Two stories of lives touched by the pressures of college life play out independently of each other, terrible deeds taking place in banal settings while flawed people look for hope, love, and acceptance. Instead, they find pain, sorrow, and horror. In the first story, a Creative Writing major cheats on her boyfriend with her African-American professor, causing a controversy among her classmates. In the second story, a slacker high-school senior becomes the subject of an aimless documentary filmmaker as he’s forced by his parents to apply for college. The kid has no interest in school. He would rather eat magic mushrooms, listen to Elton John, and dream of being a TV talk show host like his hero, Conan O’Brien. This is a searing and unapologetic film, each and every scene seems designed to skewer a different, increasingly difficult and indigestible subject matter. It’s a shame that controversy initially surrounded Todd Solondz‘s film, involving a censored sex scene from the opening tale with a large red square covering the actors’ bodies. The film became notorious for a single scene, much of the media narrative following Solondz’s frustrated willingness to accept the censorship as a way of reminding the audience: “Hey, there’s something they’re not letting you see.” It’s too bad, as the film surrounding that sex scene may be the most challenging and morbidly entertaining of the boundary-pushing artist’s filmography.
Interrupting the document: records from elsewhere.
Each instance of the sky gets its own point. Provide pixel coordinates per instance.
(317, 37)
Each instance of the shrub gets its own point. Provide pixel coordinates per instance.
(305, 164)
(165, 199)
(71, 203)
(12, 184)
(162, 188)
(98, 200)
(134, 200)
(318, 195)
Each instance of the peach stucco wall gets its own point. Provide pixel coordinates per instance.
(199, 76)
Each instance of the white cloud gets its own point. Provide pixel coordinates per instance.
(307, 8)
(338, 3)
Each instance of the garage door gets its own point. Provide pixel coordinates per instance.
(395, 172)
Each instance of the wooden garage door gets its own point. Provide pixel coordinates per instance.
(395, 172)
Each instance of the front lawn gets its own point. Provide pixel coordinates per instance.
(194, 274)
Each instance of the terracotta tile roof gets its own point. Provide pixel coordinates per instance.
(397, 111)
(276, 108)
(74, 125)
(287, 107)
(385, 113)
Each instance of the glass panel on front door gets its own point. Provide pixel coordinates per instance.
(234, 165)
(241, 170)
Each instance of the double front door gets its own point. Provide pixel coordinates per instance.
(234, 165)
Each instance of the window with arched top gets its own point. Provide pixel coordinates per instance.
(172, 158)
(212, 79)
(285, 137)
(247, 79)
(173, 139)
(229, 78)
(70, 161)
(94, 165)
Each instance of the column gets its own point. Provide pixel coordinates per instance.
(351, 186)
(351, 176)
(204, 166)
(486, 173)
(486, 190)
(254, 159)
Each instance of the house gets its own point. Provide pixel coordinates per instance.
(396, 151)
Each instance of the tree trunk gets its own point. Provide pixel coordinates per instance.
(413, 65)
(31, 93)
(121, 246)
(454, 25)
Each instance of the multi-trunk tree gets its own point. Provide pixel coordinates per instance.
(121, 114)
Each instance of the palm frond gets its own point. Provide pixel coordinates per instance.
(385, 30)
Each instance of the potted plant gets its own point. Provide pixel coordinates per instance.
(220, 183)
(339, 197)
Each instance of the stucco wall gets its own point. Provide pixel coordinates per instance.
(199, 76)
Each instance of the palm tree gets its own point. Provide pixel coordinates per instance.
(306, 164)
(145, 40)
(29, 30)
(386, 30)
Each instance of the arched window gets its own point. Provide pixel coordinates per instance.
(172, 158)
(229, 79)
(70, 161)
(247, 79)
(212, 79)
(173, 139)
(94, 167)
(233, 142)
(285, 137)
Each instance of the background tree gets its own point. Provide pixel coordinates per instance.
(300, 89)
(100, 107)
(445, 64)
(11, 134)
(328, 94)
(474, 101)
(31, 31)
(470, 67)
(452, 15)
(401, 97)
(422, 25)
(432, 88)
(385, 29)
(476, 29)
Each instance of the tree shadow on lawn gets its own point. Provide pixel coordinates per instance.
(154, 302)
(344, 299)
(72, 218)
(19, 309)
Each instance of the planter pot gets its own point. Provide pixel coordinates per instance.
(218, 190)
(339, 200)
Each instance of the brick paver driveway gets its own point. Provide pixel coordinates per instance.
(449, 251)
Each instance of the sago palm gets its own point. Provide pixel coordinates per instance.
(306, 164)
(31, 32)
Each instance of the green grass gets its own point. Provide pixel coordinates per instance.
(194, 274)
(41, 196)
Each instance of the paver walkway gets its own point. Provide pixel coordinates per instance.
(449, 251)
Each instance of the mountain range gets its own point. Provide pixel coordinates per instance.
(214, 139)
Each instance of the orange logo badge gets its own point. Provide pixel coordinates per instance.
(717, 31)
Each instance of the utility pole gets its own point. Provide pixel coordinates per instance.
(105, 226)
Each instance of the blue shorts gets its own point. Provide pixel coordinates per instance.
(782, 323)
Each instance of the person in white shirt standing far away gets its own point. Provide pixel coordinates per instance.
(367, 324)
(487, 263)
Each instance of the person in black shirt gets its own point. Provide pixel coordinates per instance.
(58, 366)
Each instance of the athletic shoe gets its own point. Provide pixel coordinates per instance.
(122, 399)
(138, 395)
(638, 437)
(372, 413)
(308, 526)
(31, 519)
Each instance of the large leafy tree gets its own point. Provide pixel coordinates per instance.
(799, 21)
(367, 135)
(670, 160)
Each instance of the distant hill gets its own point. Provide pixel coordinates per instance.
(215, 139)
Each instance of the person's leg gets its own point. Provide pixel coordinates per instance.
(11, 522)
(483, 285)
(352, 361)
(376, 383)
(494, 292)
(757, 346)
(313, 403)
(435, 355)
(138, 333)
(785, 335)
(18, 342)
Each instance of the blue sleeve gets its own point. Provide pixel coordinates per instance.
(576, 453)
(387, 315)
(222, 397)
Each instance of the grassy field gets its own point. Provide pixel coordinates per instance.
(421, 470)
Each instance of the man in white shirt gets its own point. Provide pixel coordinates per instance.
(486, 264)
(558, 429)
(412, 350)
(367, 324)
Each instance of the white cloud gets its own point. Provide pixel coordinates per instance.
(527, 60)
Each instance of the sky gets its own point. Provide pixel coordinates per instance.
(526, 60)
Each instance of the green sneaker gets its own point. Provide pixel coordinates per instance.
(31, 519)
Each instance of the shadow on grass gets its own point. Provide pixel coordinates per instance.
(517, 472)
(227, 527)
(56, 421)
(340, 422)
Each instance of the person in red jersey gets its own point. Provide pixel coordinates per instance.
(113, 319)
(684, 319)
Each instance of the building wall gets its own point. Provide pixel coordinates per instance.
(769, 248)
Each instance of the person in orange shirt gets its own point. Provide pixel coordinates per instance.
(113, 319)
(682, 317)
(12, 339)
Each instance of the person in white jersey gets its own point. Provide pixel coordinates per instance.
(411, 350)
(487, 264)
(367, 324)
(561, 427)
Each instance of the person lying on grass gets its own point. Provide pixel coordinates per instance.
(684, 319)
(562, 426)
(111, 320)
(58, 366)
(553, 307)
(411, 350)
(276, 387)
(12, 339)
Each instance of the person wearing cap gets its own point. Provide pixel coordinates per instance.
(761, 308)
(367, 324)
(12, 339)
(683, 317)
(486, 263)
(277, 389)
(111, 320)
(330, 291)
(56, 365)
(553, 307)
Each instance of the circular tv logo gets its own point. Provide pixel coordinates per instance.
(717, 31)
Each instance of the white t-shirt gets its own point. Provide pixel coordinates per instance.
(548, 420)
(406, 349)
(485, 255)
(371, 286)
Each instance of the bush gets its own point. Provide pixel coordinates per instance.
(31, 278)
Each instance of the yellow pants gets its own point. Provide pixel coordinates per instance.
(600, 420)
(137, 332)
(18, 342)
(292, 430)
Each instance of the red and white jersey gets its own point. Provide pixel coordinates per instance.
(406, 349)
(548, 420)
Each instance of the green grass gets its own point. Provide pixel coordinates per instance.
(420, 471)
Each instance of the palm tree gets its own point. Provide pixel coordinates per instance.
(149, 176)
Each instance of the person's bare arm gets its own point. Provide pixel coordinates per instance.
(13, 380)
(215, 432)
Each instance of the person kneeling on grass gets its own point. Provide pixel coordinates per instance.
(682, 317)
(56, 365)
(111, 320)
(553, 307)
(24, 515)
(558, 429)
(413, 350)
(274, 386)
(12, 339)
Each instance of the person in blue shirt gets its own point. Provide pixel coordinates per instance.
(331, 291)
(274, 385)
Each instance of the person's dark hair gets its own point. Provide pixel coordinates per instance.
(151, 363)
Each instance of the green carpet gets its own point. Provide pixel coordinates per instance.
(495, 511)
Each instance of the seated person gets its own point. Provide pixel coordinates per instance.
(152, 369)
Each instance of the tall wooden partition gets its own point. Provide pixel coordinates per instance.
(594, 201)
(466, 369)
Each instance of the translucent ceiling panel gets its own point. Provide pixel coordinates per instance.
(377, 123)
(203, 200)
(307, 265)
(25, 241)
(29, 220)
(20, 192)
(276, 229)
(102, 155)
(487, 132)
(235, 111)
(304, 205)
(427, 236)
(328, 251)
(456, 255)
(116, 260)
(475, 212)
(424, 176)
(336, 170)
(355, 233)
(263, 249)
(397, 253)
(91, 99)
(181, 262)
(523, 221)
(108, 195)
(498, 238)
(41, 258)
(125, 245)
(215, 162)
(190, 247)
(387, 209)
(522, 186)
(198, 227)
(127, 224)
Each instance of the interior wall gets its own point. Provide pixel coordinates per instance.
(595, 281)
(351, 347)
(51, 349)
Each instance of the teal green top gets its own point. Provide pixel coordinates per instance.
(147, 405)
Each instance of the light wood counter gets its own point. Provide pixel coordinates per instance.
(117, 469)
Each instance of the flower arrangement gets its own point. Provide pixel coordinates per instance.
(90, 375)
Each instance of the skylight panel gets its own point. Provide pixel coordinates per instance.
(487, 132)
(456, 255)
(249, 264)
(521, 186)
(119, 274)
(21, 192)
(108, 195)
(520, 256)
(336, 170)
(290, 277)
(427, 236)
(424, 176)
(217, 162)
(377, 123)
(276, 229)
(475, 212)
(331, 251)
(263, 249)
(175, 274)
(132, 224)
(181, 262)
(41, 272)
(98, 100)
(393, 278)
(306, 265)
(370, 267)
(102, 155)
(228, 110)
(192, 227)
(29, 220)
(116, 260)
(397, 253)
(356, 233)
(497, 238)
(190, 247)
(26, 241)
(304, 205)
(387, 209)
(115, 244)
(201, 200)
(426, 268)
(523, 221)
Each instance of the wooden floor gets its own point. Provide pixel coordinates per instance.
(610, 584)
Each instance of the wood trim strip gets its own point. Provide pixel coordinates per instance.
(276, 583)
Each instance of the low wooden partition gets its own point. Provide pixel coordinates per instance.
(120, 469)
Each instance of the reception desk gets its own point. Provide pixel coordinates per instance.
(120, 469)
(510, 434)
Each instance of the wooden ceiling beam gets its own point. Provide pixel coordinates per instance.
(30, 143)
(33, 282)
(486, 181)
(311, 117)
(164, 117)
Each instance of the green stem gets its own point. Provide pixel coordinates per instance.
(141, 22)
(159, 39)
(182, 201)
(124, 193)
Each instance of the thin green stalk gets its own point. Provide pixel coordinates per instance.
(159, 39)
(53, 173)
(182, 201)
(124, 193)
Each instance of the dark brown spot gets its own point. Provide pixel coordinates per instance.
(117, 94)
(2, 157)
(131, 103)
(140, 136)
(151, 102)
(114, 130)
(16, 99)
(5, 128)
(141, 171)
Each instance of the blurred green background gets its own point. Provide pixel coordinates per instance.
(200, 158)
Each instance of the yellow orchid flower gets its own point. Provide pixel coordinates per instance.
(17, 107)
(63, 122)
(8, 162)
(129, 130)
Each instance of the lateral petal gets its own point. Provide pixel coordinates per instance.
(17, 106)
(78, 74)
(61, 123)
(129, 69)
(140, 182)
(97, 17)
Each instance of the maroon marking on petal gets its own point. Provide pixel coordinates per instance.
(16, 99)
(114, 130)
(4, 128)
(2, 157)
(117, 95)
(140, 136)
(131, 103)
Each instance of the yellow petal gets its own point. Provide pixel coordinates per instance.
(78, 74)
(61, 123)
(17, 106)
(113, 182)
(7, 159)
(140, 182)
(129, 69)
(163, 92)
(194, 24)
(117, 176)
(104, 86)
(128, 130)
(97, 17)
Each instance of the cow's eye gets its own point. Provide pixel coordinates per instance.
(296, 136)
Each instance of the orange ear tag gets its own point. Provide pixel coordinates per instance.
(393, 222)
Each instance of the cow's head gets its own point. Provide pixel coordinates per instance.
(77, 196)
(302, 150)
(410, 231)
Wonder Boys (Curtis Hanson)

Wonder Boys

Grady, a pot-addled college literature professor (Michael Douglas), befriends a lonely, misguided student in Curtis Hanson‘s melancholy adaptation of Michael Chabon‘s beloved tale of eccentric writers and the readers who love them. Grady’s wife has just left him as he learns that his mistress, his boss’s wife, is pregnant. Meanwhile, Grady’s oddball editor is in town to check up on his new novel, the long-awaited follow-up to his acclaimed debut, The Arsonist’s Daughter. It’s been years in the writing, important enough to Grady to distract from his own hastily collapsing life. One of the most truthful and emotionally resonant moments comes when Grady visits the childhood home of his now-estranged wife with a troubled student, James (Tobey Maguire). Instead of his wife, Grady finds only her parents, who warmly welcome these two lost souls. Grady informs his soon-to-be-ex-father-in-law that he’s nearly completed the novel that’s torn attention away from his loving wife. The father-in-law sadly nods, understanding the problem his son-in-law cannot: “Ah, yes, your book. I hope it’s really good, Grady.”

Everybody Wants Some!! is now in limited release and soon expanding.